Timothy S. Zwier, Purdue University

The chemical complexity of hydrocarbon fuels and the fast-expanding list of oxygenated fuels used as additives present a challenge to the scientific community seeking to provide a molecular-scale understanding of their combustion. The development of accurate combustion models stands on a foundation of experimental data on the kinetics and product branching ratios of individual reaction steps. This grant has as its new direction the marriage of a hyperthermal reactor as flash pyrolysis source with broadband microwave detection to carry out isomer-specific spectroscopy on the reactive intermediates formed during their pyrolysis and combustion. Chirped-pulse Fourier Transform microwave spectroscopy (CP-FTMW) is being used to provide high resolution microwave data spanning the 7.5-18.5 GHz range to structurally characterize key fuel components and pyrolysis intermediates.
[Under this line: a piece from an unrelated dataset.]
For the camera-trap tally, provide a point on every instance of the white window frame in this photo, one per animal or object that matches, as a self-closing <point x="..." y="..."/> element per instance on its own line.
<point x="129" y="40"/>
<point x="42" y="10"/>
During the first year of the grant, we have focused attention on an important aspect of the long-term success of this endeavor; namely, the development of methods for selectively extracting the microwave spectral transitions due to a single component out of an otherwise complicated multicomponent mixture. The method operates the broadband chirped-pulse used to excite the sample in the strong-field limit through a combination of high power and control of the frequency sweep rate. We have introduced a procedure by which a set of three microwave transition frequencies are selected that can be incorporated as a set of resonant single-frequency microwave pulses that follow broadband chirped-pulse excitation, resulting in a reduction in the coherent signal from a set of transitions ascribable to a single component of the mixture. The difference in the CP-FTMW spectrum with and without this set of multi-resonant single-frequency pulses, produces a set of transitions that can confidently be assigned to a single component of the mixture, aiding the analysis of its spectrum. To date, the scheme has been applied to a series of model compounds, including methyl butyrate, a model biofuel, for which we have obtained conformer-specific microwave spectra of its two populated conformations. We have also refined our high-temperature pyrolysis source to improve its stability and its high temperature operation. We have also completed the construction of a 10-meter long room-temperature microwave cell that we can use to record spectra at ambient temperatures, for comparison of the jet-cooled spectra. This combination of expansion-cooled and ambient measruements can add new insight to the large-amplitude motions present in many of these flexible biofuels.

Alicia Hernandez-Castillo has been supported on a graduate research assistantship by this grant. She is currently in her third year of graduate school. During the period of her support from PRF, she has gained extensive experience in broadband microwave spectroscopy and data analysis. She has developed a suite of MatLab programs that she uses to process and analyze the broadband microwave data. She has also gained experience in the design and construction of scientific equipment through her design improvements to our pyrolysis source.

As principal investigator, this New Directions grant has provided critical resources to develop these microwave-based methods for detecting single components of mixtures, which expand the conformer-specific laser-based IR/UV double resonance tools that were used previously by my group to study aromatic-containing flexible molecules.